A three-member bench is expected to hear the former prime minister’s appeal against conviction and sentence.
On July 28 last year, High Court judge Mohd Nazlan Mohd Ghazali sentenced Najib to 12 years’ jail and ordered him to pay a RM210 million fine after finding him guilty of seven charges of abuse of power, criminal breach of trust and money laundering in relation to RM42 million belonging to SRC International Sdn Bhd.
He allowed Najib’s application to stay the jail sentence and fine but the former prime minister was asked to post a RM2 million bail, which he did.
Najib has submitted 307 grounds in his petition of appeal on why he should be acquitted of the charges.
FMT understands that Najib’s legal team led by Muhammad Shafee Abdullah has filed a 2,500 page written submission while the respondent, the public prosecutor, has filed about 1,100 pages in submission.
A total of 76 prosecution and defence witnesses gave evidence in the trial that lasted 57 days from April 3, 2019.
Nazlan has provided a detailed judgment running into 801-pages while the court has prepared appeal records that include notes of trial proceedings.

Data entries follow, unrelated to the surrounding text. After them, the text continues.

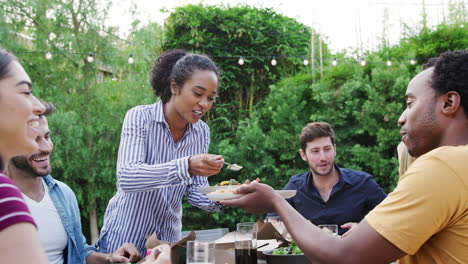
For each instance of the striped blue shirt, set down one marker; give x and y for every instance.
(152, 178)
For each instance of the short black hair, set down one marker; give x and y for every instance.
(177, 65)
(316, 130)
(451, 74)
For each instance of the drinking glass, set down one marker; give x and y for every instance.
(332, 229)
(199, 252)
(246, 243)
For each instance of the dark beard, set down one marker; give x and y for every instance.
(21, 163)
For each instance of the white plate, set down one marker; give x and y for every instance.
(209, 191)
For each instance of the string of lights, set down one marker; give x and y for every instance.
(90, 57)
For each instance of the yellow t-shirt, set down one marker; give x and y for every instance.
(426, 216)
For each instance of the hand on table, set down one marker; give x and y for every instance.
(349, 225)
(258, 198)
(205, 164)
(125, 254)
(158, 255)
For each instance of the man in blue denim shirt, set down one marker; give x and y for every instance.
(55, 209)
(327, 194)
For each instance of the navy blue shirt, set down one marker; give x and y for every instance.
(355, 194)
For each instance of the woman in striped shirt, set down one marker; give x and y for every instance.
(19, 115)
(163, 154)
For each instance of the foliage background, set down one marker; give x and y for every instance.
(261, 110)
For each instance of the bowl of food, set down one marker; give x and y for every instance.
(289, 255)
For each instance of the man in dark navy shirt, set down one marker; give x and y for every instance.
(327, 194)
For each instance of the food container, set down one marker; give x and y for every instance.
(283, 259)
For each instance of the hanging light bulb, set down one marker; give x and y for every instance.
(273, 61)
(334, 62)
(52, 36)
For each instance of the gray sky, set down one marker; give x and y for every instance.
(346, 23)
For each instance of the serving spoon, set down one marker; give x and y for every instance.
(233, 167)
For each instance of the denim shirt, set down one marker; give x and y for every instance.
(65, 201)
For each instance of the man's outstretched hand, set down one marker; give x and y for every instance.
(259, 198)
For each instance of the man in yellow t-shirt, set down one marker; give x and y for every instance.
(425, 219)
(426, 216)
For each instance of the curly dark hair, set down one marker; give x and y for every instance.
(177, 65)
(6, 59)
(316, 130)
(451, 74)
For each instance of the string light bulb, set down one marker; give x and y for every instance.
(273, 61)
(52, 36)
(334, 62)
(363, 62)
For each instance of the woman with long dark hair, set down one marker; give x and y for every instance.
(163, 154)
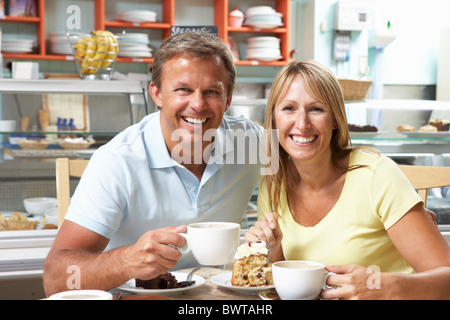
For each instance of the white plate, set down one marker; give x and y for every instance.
(264, 25)
(425, 134)
(223, 280)
(363, 135)
(263, 58)
(130, 286)
(137, 54)
(85, 154)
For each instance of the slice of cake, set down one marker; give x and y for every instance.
(162, 281)
(250, 266)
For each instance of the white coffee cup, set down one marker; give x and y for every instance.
(82, 295)
(212, 243)
(299, 280)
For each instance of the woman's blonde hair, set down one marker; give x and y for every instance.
(322, 85)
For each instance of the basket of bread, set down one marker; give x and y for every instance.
(95, 53)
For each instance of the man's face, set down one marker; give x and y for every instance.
(193, 98)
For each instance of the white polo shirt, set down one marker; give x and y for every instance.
(132, 185)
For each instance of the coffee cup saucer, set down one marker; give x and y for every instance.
(269, 294)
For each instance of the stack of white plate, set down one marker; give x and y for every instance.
(134, 45)
(137, 16)
(59, 43)
(263, 49)
(17, 45)
(263, 17)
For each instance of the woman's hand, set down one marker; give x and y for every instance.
(354, 282)
(267, 230)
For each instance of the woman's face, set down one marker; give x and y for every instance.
(305, 125)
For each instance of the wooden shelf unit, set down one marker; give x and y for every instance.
(168, 9)
(221, 11)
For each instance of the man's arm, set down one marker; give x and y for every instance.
(77, 260)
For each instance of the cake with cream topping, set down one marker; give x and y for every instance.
(250, 267)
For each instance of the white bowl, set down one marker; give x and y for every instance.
(38, 206)
(7, 125)
(51, 215)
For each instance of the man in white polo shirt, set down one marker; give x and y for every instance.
(177, 166)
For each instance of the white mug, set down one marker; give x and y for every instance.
(82, 295)
(299, 280)
(212, 243)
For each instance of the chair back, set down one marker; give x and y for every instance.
(65, 169)
(423, 178)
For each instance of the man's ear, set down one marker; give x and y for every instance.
(155, 94)
(230, 97)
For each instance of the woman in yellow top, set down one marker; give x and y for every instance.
(349, 208)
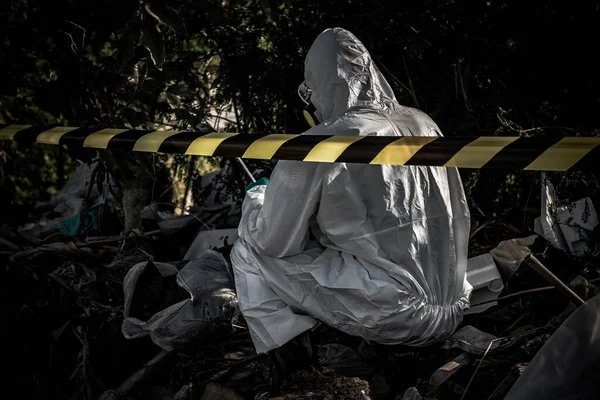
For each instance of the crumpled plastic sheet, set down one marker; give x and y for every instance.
(209, 282)
(566, 367)
(510, 254)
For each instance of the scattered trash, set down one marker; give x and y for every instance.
(446, 371)
(210, 301)
(81, 195)
(172, 287)
(566, 227)
(214, 391)
(412, 393)
(510, 254)
(566, 367)
(341, 360)
(210, 240)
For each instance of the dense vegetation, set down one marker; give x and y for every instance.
(478, 68)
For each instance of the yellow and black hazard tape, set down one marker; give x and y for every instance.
(513, 152)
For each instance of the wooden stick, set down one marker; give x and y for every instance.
(545, 273)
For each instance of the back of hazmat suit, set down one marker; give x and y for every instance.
(389, 255)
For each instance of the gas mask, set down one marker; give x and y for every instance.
(309, 110)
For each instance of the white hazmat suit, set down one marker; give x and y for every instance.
(390, 256)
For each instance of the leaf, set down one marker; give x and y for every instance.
(127, 46)
(173, 100)
(153, 42)
(166, 16)
(268, 11)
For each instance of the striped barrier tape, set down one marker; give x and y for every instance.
(536, 154)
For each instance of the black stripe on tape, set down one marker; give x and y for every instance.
(76, 137)
(125, 140)
(366, 149)
(179, 142)
(590, 162)
(522, 152)
(30, 135)
(440, 151)
(236, 146)
(298, 147)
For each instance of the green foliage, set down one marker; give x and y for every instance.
(487, 68)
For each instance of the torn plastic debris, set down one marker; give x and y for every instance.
(341, 360)
(485, 278)
(566, 227)
(212, 302)
(210, 240)
(69, 203)
(566, 367)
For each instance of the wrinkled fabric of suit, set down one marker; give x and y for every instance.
(390, 256)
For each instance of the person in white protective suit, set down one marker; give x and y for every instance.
(390, 256)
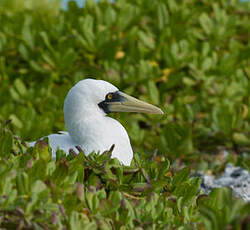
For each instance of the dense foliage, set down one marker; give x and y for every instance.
(189, 57)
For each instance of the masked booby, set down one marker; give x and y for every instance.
(85, 114)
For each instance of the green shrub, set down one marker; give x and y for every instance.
(189, 57)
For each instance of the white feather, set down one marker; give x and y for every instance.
(88, 125)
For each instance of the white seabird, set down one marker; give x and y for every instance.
(85, 114)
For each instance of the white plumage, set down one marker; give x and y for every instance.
(85, 114)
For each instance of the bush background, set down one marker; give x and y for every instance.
(189, 57)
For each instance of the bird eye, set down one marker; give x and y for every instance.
(109, 96)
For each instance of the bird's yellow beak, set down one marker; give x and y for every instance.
(126, 103)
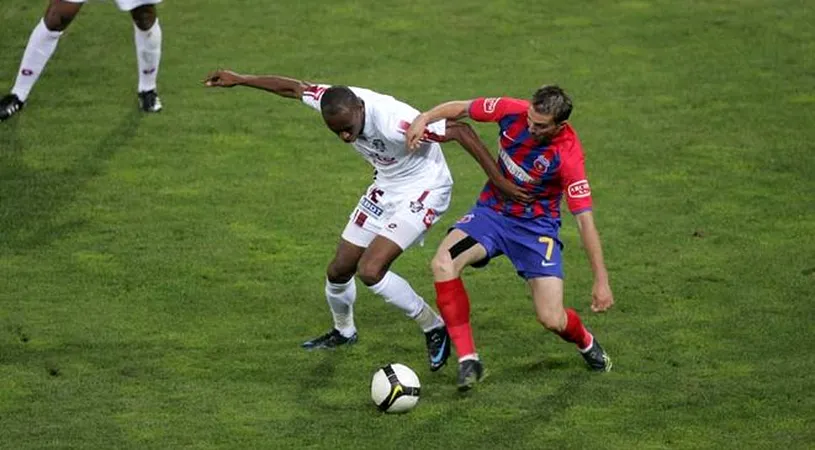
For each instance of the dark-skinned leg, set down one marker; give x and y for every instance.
(340, 292)
(41, 45)
(374, 272)
(147, 37)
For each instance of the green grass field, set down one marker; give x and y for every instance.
(157, 274)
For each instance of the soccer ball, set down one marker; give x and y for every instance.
(395, 388)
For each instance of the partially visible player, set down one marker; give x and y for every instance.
(43, 41)
(541, 152)
(410, 192)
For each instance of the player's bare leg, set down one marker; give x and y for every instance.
(340, 292)
(547, 294)
(457, 251)
(147, 37)
(373, 271)
(41, 45)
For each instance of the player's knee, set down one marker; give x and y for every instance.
(58, 20)
(144, 16)
(371, 272)
(442, 266)
(552, 320)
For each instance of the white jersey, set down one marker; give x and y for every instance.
(382, 142)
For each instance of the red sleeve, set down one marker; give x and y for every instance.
(573, 179)
(495, 108)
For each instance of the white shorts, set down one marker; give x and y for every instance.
(402, 218)
(124, 5)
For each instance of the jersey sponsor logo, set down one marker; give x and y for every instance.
(379, 145)
(490, 104)
(541, 163)
(370, 207)
(513, 168)
(430, 217)
(315, 92)
(579, 189)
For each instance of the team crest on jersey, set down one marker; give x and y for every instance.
(541, 164)
(579, 189)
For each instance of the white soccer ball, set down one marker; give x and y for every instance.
(395, 388)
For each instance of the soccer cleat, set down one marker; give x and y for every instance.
(332, 339)
(9, 106)
(470, 372)
(438, 347)
(149, 101)
(596, 357)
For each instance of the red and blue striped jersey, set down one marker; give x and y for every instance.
(547, 171)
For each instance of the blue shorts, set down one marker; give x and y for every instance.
(531, 244)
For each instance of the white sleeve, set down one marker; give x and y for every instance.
(313, 94)
(433, 133)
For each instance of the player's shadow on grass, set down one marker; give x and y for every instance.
(30, 198)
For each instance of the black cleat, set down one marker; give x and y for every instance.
(149, 101)
(332, 339)
(9, 106)
(470, 372)
(438, 347)
(597, 358)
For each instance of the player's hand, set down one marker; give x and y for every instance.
(415, 132)
(601, 297)
(223, 78)
(512, 191)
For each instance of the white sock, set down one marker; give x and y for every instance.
(148, 54)
(341, 299)
(41, 45)
(398, 292)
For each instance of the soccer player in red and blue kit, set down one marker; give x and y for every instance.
(541, 153)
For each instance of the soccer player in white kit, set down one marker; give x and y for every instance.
(409, 194)
(43, 41)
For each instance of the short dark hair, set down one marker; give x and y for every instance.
(552, 100)
(338, 99)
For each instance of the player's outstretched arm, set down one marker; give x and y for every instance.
(451, 110)
(601, 297)
(282, 86)
(464, 134)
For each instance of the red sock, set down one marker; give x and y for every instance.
(575, 331)
(454, 306)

Nazlan had said Najib’s conviction constituted nothing less than an absolute betrayal of trust.
He allowed Najib to personally address the court even after his lawyer Shafee had undertaken an extensive defence argument.
Najib, who ended his mitigation by taking the “Islamic oath”, said he had never demanded the RM42 million, never planned for it and that it was also never offered to him.
Retired judge Gopal Sri Ram said the Court of Appeal’s role was to consider carefully the submissions made, examine the appeal records, see whether the conviction was safe or whether there was a misdirection that had occasioned a miscarriage of justice.
“All other points have to rotate around these principles of law,” said Sri Ram, who served in the appellate court for 15 years.
He said in corruption cases a three-member bench was sufficient because the principles of law were settled.
Sri Ram said an appellant could also raise constitutional issues which he had not brought up during the trial.
Lawyer V Sithambaram, who has been given a special licence by the attorney-general, will be leading the prosecution team. Assisting him will be Donald Joseph Franklin, Sulaiman Kho Kheng Fuei and Mohd Ashrof Adrin Kamil.
Shafee will be assisted by Harvinderjit Singh, Farhan Muhammad Shafee and Nur Syahirah Hanapiah.